"And now comes word that Chrysler is starting to build cars in, you guessed it, China."
Biden said the ads were scurrilous, and he noted that executives from General Motors and Chrysler, which produces Jeeps, had said the claims were inaccurate.
"Ladies and gentlemen, the truth is, just recently in the last couple of months, in Toledo, Ohio, not only is the Jeep plant open and churning out Jeeps, they announced they're adding 1,100 new jobs."
Ryan's emailed response conceded nothing. "President Obama has chosen not to run on the facts of his record, but he can't run from them," it said.
His reference to a $25 billion cost to taxpayers reflected the Treasury Department's most recent estimate of the amount General Motors and Chrysler still owe the government from the financing it received during a managed bankruptcy in 2009.
Ryan didn't mention that the two companies have repaid billions more than that.
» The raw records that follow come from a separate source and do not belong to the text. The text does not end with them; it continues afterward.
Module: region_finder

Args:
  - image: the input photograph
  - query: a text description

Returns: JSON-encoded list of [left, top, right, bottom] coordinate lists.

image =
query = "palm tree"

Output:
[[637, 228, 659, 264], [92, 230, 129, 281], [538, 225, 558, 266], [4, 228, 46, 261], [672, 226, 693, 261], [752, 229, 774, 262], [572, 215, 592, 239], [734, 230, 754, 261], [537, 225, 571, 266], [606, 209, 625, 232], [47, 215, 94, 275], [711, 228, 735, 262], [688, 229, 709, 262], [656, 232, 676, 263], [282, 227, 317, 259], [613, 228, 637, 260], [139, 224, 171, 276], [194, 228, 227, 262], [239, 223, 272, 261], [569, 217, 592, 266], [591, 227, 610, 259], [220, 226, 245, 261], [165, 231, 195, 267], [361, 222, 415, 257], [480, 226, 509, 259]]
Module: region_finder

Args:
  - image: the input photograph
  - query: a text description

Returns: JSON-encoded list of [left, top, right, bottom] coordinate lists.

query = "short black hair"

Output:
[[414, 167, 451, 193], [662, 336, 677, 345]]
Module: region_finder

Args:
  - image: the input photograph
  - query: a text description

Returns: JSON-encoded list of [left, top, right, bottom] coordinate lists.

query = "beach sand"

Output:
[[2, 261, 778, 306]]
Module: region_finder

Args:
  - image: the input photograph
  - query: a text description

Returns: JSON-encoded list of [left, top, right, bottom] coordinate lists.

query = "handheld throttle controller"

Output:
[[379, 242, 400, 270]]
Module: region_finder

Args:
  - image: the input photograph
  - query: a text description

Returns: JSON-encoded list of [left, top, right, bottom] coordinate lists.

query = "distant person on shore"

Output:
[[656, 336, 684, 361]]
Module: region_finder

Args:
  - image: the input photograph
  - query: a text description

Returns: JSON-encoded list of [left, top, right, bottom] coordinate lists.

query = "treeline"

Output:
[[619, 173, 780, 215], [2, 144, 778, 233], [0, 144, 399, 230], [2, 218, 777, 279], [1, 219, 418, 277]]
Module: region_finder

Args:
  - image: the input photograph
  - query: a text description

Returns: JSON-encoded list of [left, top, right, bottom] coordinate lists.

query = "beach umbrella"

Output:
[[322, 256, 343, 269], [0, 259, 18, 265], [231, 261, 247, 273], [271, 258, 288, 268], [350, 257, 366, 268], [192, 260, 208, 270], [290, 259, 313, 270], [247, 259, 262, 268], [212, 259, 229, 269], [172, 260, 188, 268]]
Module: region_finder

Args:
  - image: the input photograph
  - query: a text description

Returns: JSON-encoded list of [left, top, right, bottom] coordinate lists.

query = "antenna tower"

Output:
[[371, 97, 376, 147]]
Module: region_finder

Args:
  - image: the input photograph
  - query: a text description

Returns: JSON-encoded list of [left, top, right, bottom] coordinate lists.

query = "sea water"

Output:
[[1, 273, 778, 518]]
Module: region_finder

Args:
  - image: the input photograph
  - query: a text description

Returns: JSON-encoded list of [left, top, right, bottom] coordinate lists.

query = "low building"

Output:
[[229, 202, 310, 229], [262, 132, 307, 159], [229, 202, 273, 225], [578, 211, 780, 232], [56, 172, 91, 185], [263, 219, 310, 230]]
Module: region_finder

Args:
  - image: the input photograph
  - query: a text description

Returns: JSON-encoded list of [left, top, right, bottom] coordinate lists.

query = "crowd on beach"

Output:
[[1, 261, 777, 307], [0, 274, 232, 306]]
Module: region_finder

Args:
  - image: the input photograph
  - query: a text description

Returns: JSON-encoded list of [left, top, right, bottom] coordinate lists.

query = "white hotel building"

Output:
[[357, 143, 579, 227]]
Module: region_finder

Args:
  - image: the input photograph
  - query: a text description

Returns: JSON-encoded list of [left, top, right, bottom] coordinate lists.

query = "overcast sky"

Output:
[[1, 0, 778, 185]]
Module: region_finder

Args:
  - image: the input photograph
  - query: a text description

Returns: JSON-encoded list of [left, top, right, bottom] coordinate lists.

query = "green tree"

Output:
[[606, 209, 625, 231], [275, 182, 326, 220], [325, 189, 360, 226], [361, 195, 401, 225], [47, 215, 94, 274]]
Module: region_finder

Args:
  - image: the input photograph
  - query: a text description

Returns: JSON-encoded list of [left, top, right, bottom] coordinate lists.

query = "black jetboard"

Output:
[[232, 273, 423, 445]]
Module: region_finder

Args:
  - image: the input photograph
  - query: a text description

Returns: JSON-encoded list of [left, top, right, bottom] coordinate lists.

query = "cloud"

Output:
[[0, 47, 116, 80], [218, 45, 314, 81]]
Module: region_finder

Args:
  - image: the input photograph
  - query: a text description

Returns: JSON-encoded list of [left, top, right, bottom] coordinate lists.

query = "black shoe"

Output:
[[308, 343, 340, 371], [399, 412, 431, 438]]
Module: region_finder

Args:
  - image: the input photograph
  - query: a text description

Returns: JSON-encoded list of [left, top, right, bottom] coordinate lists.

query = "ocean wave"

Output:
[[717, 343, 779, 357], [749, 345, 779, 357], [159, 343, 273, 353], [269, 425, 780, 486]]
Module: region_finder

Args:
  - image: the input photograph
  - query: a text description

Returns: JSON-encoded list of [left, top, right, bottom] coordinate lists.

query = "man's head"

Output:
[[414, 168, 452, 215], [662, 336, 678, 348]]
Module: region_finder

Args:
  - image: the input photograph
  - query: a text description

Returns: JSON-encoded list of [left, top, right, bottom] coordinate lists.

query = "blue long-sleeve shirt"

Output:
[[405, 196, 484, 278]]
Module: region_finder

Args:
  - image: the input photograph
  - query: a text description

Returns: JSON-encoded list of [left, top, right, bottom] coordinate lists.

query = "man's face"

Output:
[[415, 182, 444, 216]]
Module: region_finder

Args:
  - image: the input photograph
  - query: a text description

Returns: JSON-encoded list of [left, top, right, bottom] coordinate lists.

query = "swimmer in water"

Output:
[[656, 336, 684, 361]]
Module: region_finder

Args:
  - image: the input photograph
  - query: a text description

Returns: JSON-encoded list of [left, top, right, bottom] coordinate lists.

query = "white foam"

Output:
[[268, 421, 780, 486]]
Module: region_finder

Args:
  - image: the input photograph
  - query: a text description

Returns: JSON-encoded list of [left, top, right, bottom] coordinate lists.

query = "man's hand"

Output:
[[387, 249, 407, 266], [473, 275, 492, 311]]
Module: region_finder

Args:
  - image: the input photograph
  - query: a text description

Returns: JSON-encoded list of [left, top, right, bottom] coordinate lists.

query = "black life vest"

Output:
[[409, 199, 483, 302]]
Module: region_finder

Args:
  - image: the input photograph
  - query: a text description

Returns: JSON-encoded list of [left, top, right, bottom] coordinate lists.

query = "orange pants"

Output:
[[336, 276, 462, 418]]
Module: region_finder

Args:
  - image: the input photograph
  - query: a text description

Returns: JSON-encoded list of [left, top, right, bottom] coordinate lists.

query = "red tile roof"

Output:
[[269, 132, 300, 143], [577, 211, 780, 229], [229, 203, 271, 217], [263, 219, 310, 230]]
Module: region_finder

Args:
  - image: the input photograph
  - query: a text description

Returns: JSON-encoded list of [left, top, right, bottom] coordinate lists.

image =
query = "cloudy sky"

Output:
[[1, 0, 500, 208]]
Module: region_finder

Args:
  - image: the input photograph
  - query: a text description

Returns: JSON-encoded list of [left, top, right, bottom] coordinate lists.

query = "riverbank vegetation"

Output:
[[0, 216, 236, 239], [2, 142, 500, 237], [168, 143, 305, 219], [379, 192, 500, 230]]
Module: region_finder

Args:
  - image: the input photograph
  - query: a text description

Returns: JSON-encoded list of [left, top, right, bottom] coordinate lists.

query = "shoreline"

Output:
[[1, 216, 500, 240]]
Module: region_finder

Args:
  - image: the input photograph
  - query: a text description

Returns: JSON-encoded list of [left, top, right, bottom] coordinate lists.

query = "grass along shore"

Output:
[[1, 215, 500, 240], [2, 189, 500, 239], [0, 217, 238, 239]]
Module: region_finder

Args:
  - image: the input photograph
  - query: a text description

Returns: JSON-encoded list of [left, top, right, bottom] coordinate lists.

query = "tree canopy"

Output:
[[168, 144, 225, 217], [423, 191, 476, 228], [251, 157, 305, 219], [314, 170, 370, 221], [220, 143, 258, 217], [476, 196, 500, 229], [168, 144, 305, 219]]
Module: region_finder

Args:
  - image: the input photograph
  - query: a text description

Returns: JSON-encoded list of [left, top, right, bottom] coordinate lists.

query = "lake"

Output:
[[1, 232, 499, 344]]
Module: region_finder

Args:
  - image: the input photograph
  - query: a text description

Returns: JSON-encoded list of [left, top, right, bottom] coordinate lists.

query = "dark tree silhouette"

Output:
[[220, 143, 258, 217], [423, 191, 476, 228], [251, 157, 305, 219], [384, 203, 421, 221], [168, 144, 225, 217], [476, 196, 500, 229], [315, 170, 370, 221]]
Nor did he refer to Obama's frequent claim that the administration's bailout, which Romney opposed, saved large numbers of jobs and prevented the collapse of the U.S. auto industry itself.
Obama's aides said the president would return to political travel on Thursday with stops in Wisconsin, Nevada and Colorado. But for one more day, he was hands-on commander of the federal response to Sandy, and consoler-in-chief for its victims.
He and Christie flew by helicopter over washed-out roads, flooded homes, boardwalks bobbing in the ocean, and in Seaside Heights, a fire still burning after ruining about eight structures.
The president's itinerary also included a community center in Brigantine Beach that is serving as a shelter for local storm victims. Officials said about 200 people were sleeping in the center's gym at the height of the storm, a number that has been reduced.